Until recently, Japan had refused to admit it was buying up massive amounts of its own currency, obscuring the size of its own interventions from market players. The Bank of Japan (BoJ) is hoping to avoid the bond market meltdown that occurred this month in the UK. The pound and gilt yields fell at the same time, which caused pension funds to scramble for cash. The Bank of England had to buy long-dated bonds to keep the funds afloat.
“The Bank of England had to essentially step in to change one aspect of their monetary policy to accommodate finance markets,” said George Pearkes, an investment analyst at Bespoke Investment Group. “When you see this parabolic move that keeps getting worse, you’re risking something in your financial system breaking. Now maybe nothing would break in Japan, we don’t know, but that’s the concern.”
This month, Japan finally admitted to buying yen with its foreign currency reserves, mostly US Treasury notes which it converts to cash, to prevent higher volatility and rising import prices. Last week, the yen slid to a 32-year low.
But it can’t last forever. At the end of September, Japan had $1.2 trillion in foreign currency reserves. At this rate, its reserves would be drawn down over the course of about 20 months.
The maneuver allows Japan’s central bank to avoid raising rates and hampering an already weak economy for now, and it still has plenty of options. “The BoJ can go out and borrow dollars and sell dollars to the market,” Pearkes said. “We have fed swap lines, where they can do that,” as well as issue bonds and sell those for dollars.
The battle to keep the yen stable against the dollar would also change if the Bank of Japan raised interest rates. Last week, the country’s core consumer price index rose by 3% on an annual basis in September, the sixth month in a row that it was above the central bank’s 2% target.

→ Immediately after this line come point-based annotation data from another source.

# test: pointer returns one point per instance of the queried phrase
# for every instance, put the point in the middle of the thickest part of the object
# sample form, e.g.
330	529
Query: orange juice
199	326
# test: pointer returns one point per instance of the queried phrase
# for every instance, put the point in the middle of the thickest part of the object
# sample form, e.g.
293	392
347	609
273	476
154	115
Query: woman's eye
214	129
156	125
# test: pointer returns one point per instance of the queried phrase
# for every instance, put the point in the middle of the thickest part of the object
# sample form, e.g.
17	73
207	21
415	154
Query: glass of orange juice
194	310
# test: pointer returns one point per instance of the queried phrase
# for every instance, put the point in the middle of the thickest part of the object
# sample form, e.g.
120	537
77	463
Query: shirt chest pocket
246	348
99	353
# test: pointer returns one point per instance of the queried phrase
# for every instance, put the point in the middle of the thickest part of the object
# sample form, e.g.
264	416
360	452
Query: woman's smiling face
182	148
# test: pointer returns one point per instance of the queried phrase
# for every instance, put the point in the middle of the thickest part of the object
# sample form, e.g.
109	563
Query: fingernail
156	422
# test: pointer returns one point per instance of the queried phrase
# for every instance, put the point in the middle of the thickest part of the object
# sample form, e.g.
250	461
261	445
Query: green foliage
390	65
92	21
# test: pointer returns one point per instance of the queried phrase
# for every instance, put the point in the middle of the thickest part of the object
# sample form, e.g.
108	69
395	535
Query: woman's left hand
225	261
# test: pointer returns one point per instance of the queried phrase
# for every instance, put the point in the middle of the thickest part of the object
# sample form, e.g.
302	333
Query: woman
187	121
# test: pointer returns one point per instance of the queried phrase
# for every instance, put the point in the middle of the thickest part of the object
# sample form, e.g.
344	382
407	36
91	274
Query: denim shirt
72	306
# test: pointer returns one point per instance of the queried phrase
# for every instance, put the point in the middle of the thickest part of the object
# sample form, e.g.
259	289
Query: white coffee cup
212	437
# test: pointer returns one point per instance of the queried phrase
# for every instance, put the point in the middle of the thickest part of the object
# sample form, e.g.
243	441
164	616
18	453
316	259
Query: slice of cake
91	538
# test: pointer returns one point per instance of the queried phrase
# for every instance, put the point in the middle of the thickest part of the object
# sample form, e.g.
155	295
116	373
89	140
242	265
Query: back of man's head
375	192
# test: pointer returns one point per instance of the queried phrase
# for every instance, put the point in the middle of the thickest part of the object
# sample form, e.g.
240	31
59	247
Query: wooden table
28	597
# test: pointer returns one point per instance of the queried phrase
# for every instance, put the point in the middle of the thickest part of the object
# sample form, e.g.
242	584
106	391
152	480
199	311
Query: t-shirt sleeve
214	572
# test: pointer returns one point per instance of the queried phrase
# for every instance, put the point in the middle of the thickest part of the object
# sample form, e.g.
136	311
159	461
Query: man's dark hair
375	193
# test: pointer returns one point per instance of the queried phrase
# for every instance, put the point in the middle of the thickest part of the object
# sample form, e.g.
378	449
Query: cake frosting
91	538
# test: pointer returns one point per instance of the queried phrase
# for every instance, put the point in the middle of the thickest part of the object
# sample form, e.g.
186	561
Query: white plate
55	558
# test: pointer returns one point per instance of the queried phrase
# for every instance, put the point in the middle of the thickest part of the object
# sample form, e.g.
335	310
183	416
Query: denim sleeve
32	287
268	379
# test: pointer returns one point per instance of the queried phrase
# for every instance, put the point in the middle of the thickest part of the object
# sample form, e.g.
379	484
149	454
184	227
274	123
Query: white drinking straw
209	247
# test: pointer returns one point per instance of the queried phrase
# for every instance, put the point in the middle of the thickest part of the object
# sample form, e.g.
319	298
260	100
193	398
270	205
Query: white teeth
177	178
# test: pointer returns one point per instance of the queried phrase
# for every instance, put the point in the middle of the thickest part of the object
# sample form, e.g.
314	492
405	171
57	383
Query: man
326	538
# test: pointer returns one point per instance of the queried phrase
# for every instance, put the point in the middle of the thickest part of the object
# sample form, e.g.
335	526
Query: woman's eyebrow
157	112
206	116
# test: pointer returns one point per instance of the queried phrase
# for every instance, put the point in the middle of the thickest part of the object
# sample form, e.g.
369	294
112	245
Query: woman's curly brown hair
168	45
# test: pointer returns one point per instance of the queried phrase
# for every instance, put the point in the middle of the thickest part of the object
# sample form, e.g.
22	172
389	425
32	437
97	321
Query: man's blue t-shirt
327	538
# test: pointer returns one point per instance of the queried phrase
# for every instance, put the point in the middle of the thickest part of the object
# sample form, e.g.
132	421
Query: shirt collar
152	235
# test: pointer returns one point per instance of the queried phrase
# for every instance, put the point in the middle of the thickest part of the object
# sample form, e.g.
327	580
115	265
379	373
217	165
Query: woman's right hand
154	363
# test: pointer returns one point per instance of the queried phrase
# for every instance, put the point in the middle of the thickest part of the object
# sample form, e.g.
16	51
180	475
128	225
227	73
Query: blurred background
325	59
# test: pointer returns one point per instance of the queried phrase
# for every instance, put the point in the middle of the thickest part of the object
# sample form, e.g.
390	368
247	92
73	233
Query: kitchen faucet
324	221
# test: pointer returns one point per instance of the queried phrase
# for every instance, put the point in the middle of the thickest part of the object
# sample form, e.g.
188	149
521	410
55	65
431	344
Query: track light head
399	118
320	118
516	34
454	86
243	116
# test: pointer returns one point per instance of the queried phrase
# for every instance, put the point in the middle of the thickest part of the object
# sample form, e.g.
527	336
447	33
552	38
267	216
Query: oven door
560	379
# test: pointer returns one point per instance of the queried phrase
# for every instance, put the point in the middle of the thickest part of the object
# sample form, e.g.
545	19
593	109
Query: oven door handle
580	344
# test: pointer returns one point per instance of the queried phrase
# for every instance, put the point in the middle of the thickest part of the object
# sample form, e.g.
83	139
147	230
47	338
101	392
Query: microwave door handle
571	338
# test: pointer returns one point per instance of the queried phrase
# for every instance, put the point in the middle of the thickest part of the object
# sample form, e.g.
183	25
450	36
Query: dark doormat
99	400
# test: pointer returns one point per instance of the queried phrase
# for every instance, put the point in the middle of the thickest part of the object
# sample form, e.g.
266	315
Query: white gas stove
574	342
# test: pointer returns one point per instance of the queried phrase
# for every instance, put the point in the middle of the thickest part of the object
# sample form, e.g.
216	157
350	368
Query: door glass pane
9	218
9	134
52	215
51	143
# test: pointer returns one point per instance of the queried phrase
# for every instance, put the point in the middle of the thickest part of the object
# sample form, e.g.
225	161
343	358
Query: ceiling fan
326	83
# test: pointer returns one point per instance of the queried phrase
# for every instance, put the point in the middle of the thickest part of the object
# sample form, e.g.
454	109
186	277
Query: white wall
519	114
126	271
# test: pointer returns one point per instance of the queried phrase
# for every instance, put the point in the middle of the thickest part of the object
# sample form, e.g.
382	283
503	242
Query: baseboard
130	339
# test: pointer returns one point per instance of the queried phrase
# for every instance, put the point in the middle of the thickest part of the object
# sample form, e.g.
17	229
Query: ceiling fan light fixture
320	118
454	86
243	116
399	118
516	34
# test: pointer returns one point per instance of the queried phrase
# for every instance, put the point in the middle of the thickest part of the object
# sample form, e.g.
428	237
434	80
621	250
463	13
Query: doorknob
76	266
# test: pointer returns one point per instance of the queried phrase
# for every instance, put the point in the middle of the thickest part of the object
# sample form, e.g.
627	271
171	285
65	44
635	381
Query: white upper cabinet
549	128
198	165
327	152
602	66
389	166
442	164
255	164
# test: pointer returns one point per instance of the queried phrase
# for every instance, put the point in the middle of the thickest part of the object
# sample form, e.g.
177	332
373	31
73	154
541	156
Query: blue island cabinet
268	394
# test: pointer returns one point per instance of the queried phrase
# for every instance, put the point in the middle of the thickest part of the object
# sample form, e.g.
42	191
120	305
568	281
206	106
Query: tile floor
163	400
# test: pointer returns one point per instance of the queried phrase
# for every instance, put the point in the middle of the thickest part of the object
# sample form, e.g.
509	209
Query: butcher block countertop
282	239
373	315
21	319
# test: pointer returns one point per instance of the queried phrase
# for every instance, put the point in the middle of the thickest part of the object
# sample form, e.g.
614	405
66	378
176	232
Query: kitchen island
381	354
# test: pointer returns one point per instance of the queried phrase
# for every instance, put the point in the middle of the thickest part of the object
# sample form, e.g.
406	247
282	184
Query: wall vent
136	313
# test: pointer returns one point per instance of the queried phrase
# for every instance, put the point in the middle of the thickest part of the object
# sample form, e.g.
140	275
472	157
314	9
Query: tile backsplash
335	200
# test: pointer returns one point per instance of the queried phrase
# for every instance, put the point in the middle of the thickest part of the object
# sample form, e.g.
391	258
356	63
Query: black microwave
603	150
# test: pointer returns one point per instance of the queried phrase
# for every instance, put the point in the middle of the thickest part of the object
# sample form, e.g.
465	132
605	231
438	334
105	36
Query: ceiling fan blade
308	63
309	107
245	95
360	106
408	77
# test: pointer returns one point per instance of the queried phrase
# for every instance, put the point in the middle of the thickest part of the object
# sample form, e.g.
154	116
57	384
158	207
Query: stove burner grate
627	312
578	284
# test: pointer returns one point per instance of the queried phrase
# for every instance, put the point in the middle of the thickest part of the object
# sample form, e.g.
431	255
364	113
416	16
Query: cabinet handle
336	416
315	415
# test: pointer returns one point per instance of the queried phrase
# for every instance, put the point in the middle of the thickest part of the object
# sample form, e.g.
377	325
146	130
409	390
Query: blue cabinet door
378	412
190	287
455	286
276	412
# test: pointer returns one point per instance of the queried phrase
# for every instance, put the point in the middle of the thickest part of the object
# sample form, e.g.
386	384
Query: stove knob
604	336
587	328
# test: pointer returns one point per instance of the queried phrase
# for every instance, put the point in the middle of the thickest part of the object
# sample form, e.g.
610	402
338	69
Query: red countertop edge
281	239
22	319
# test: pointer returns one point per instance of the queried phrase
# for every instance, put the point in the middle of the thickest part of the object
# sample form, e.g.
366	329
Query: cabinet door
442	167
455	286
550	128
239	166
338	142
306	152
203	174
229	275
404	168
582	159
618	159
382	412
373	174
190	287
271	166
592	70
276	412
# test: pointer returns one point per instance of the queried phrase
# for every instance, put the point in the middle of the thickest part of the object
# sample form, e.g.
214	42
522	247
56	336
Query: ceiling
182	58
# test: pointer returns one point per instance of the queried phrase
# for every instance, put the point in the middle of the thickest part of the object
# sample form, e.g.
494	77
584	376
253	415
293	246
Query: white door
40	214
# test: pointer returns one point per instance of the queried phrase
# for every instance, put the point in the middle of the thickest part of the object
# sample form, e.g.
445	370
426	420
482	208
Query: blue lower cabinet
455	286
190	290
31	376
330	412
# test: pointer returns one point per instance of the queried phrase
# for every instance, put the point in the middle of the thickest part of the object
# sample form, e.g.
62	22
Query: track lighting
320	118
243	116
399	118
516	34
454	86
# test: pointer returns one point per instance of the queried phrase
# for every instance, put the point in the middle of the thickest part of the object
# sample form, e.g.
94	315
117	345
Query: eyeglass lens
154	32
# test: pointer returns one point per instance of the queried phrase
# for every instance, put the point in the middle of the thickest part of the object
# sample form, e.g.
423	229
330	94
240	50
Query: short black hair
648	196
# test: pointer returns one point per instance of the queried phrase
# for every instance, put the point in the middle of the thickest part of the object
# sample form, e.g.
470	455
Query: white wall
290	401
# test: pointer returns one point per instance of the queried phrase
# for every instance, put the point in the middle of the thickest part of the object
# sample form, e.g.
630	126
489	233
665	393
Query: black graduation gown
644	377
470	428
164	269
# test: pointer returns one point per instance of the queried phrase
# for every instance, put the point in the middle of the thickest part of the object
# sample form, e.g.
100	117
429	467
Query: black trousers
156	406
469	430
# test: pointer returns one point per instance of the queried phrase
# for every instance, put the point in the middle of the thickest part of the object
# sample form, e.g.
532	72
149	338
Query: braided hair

Raising rates in Japan could have a global effect. In addition to slowing Japan’s already low-growth economy, it would mean the last major central bank anchoring global interest rates would join other central banks in raising the cost of borrowing. (Up until this point, the BoJ has been focused on increasing growth in Japan’s aging economy, rather than slowing it). This would further raise the floor for global interest rates and slow down the global economy.